1.

The grass sighed softly against the sides of Smith’s sneakers as he moved into hiding. The sound of his own breath was loud in his ears, and gurgling of the can of lighter fluid in one unsteady hand seemed like waves crashing in the cool August night. He knelt down behind a rhododendron and found himself in a patch of mud; the day had been overcast and unseasonably cool, and traces of the morning rain still lingered in the sheltered area between the bush and the wall of the house. It was damp, but it was out of sight; he stayed. He wiped a forearm across his face to remove the sudden moisture, then waved to Maggie with his crowbar, signalling that he was ready. She stood out on the sidealk, under a streetlight, looking very small and vulnerable and scared.

Sandy crouched nearby, between a scraggly evergreen and one end of the Samaans’ front porch. Smith could see only his back, but there was no sign that he was nervous at all.

Theoretically, Khalil was somewhere nearby, but Smith could neither see nor hear him.

Maggie took a deep breath and marched up the walk, up the steps and onto the porch. Smith crouched down low as she pressed the doorbell button.

He heard no bell, but Maggie presumably did.

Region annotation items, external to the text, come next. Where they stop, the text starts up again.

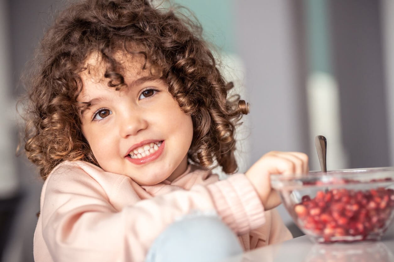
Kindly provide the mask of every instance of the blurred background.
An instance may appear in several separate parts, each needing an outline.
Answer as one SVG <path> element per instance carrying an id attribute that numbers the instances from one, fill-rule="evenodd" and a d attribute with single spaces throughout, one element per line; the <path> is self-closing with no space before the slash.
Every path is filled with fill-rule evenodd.
<path id="1" fill-rule="evenodd" d="M 15 156 L 20 79 L 66 1 L 0 0 L 0 258 L 33 261 L 43 181 Z M 307 153 L 327 140 L 327 169 L 394 165 L 394 1 L 177 0 L 217 46 L 227 80 L 251 106 L 240 171 L 271 150 Z M 295 236 L 299 232 L 282 207 Z"/>

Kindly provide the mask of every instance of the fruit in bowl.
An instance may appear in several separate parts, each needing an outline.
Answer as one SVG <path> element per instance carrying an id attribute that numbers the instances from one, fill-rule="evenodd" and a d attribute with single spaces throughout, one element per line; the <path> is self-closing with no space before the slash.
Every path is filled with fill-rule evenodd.
<path id="1" fill-rule="evenodd" d="M 273 175 L 271 184 L 317 242 L 378 240 L 394 216 L 394 168 Z"/>

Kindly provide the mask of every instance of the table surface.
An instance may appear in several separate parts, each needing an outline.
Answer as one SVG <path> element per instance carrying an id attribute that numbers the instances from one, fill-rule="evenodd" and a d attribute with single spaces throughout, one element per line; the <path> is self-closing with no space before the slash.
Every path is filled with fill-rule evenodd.
<path id="1" fill-rule="evenodd" d="M 380 241 L 316 244 L 303 236 L 245 252 L 225 262 L 394 262 L 394 222 Z"/>

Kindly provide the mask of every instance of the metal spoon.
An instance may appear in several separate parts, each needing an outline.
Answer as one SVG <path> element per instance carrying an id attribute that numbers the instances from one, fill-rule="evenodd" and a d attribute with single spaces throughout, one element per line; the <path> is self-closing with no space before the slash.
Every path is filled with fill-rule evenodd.
<path id="1" fill-rule="evenodd" d="M 318 151 L 322 172 L 327 172 L 326 155 L 327 153 L 327 139 L 323 136 L 316 136 L 315 137 L 315 146 Z"/>

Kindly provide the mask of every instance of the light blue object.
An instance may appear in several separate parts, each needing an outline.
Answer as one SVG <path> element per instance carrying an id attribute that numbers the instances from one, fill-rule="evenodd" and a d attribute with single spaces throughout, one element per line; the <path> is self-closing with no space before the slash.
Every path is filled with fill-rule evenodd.
<path id="1" fill-rule="evenodd" d="M 236 236 L 217 216 L 189 215 L 159 235 L 145 262 L 220 261 L 242 252 Z"/>

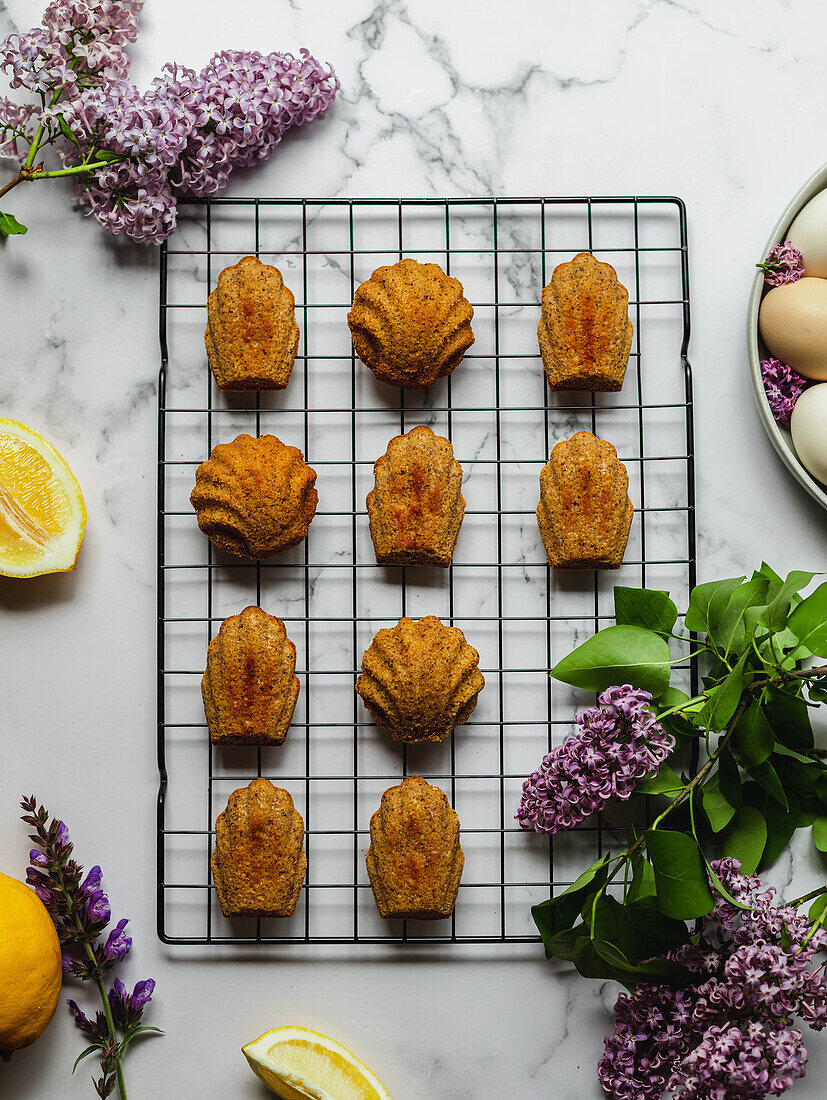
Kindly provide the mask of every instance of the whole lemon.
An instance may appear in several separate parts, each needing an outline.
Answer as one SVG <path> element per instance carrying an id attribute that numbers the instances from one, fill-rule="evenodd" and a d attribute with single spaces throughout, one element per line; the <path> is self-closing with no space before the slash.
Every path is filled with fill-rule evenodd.
<path id="1" fill-rule="evenodd" d="M 0 873 L 0 1052 L 44 1033 L 60 994 L 60 943 L 40 898 Z"/>

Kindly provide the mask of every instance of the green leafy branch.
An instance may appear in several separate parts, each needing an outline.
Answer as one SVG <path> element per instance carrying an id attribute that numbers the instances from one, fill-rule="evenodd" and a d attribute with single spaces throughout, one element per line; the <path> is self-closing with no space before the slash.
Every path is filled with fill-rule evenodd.
<path id="1" fill-rule="evenodd" d="M 827 657 L 827 584 L 801 595 L 814 576 L 782 579 L 763 564 L 749 580 L 698 585 L 687 632 L 677 632 L 669 593 L 618 587 L 617 625 L 554 667 L 555 679 L 587 691 L 630 683 L 650 692 L 679 749 L 703 738 L 707 754 L 693 776 L 675 771 L 673 756 L 639 783 L 636 794 L 657 800 L 652 824 L 533 906 L 548 957 L 628 987 L 688 982 L 688 971 L 663 956 L 691 941 L 686 922 L 712 912 L 716 893 L 739 905 L 709 856 L 731 856 L 753 873 L 801 827 L 827 851 L 827 766 L 809 721 L 811 707 L 827 698 L 827 664 L 812 663 Z M 673 658 L 671 644 L 682 656 Z M 703 691 L 690 697 L 671 685 L 672 670 L 695 654 Z M 622 884 L 615 882 L 621 872 Z M 827 921 L 827 887 L 798 902 L 813 898 L 815 931 Z"/>

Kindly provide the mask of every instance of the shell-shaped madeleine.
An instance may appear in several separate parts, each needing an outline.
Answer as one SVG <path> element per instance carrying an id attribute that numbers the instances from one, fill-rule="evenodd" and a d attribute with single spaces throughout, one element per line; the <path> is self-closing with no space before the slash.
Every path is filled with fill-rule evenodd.
<path id="1" fill-rule="evenodd" d="M 189 501 L 219 550 L 272 558 L 307 538 L 319 494 L 316 471 L 297 447 L 275 436 L 219 443 L 196 470 Z"/>
<path id="2" fill-rule="evenodd" d="M 620 389 L 632 331 L 629 292 L 611 264 L 581 252 L 554 268 L 537 330 L 552 389 Z"/>
<path id="3" fill-rule="evenodd" d="M 437 921 L 453 912 L 465 861 L 460 818 L 419 776 L 382 795 L 371 818 L 367 876 L 379 914 Z"/>
<path id="4" fill-rule="evenodd" d="M 540 527 L 553 569 L 619 569 L 635 513 L 629 474 L 605 439 L 578 431 L 540 473 Z"/>
<path id="5" fill-rule="evenodd" d="M 285 625 L 261 607 L 231 615 L 207 650 L 201 696 L 213 745 L 282 745 L 299 681 Z"/>
<path id="6" fill-rule="evenodd" d="M 424 389 L 454 370 L 474 342 L 462 283 L 439 264 L 377 267 L 348 314 L 356 354 L 392 386 Z"/>
<path id="7" fill-rule="evenodd" d="M 203 340 L 220 389 L 284 389 L 299 327 L 279 270 L 255 256 L 225 267 L 207 302 Z"/>
<path id="8" fill-rule="evenodd" d="M 233 791 L 216 822 L 212 881 L 224 916 L 293 916 L 307 871 L 305 823 L 269 780 Z"/>
<path id="9" fill-rule="evenodd" d="M 356 691 L 377 726 L 410 745 L 441 741 L 471 717 L 485 678 L 479 653 L 435 615 L 379 630 L 362 657 Z"/>
<path id="10" fill-rule="evenodd" d="M 450 565 L 465 515 L 450 440 L 413 428 L 390 440 L 373 472 L 367 515 L 379 565 Z"/>

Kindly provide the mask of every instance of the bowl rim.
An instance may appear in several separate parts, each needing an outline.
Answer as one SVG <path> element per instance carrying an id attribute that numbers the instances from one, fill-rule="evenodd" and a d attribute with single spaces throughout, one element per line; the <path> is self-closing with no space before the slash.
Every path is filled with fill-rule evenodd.
<path id="1" fill-rule="evenodd" d="M 803 207 L 819 191 L 827 189 L 827 164 L 813 173 L 805 184 L 800 187 L 794 198 L 787 204 L 784 212 L 775 222 L 772 233 L 764 246 L 762 256 L 765 256 L 770 249 L 780 241 L 786 239 L 786 232 L 792 226 L 795 217 Z M 770 437 L 772 446 L 775 448 L 781 461 L 795 477 L 798 484 L 809 493 L 814 499 L 818 501 L 823 508 L 827 508 L 827 491 L 815 481 L 802 465 L 798 455 L 795 453 L 790 437 L 782 431 L 770 411 L 770 404 L 767 400 L 764 385 L 761 378 L 761 351 L 758 336 L 758 314 L 761 308 L 761 299 L 764 292 L 764 275 L 762 271 L 756 272 L 752 282 L 752 290 L 749 297 L 749 308 L 747 311 L 747 345 L 749 350 L 750 374 L 752 376 L 752 393 L 758 405 L 758 413 L 764 426 L 764 431 Z"/>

She looked quickly, nervously about, then faced the door again.

It opened, but Smith could see nothing of who or what had opened it.

“Hi, Mrs. Samaan,” Maggie said, and Smith was sure he heard a quaver in her voice. “Elias left some stuff at my place; can I come in and give it to him?”

“What stuff, dear?” a voice asked, a voice that seemed to Smith to have an oddly familiar sound to it.

“Well, just… just stuff… I mean…” Maggie’s voice trailed off. After a second or so of awkward silence, she asked plaintively, “Can I come in?”

“Well,” the voice said, “If it’s just something he left, I can give it to him, but if you want…”

“I need to talk to him, too, Mrs. Samaan.”

Smith saw that Sandy was up and moving, so suddenly and silently that it caught Smith completely off-guard. Sandy was jumping up onto the porch and charging toward Maggie and the open door.

Khalil, too, had emerged from somewhere – Smith hadn’t seen where – and was coming up the porch steps.

Smith realized belatedly that “I need to talk to him” had been the agreed-upon signal; he rose and pushed around the rhododendron and clambered awkwardly up onto the porch.

He still only had one foot up on the concrete when Khalil and Sandy burst in through the open door, out of Smith’s line of sight, carrying Maggie in with them. Smith heard the door slam back against a doorstop with a sharp bang.

Cursing his own ineptitude, he flung himself across the porch and into the house.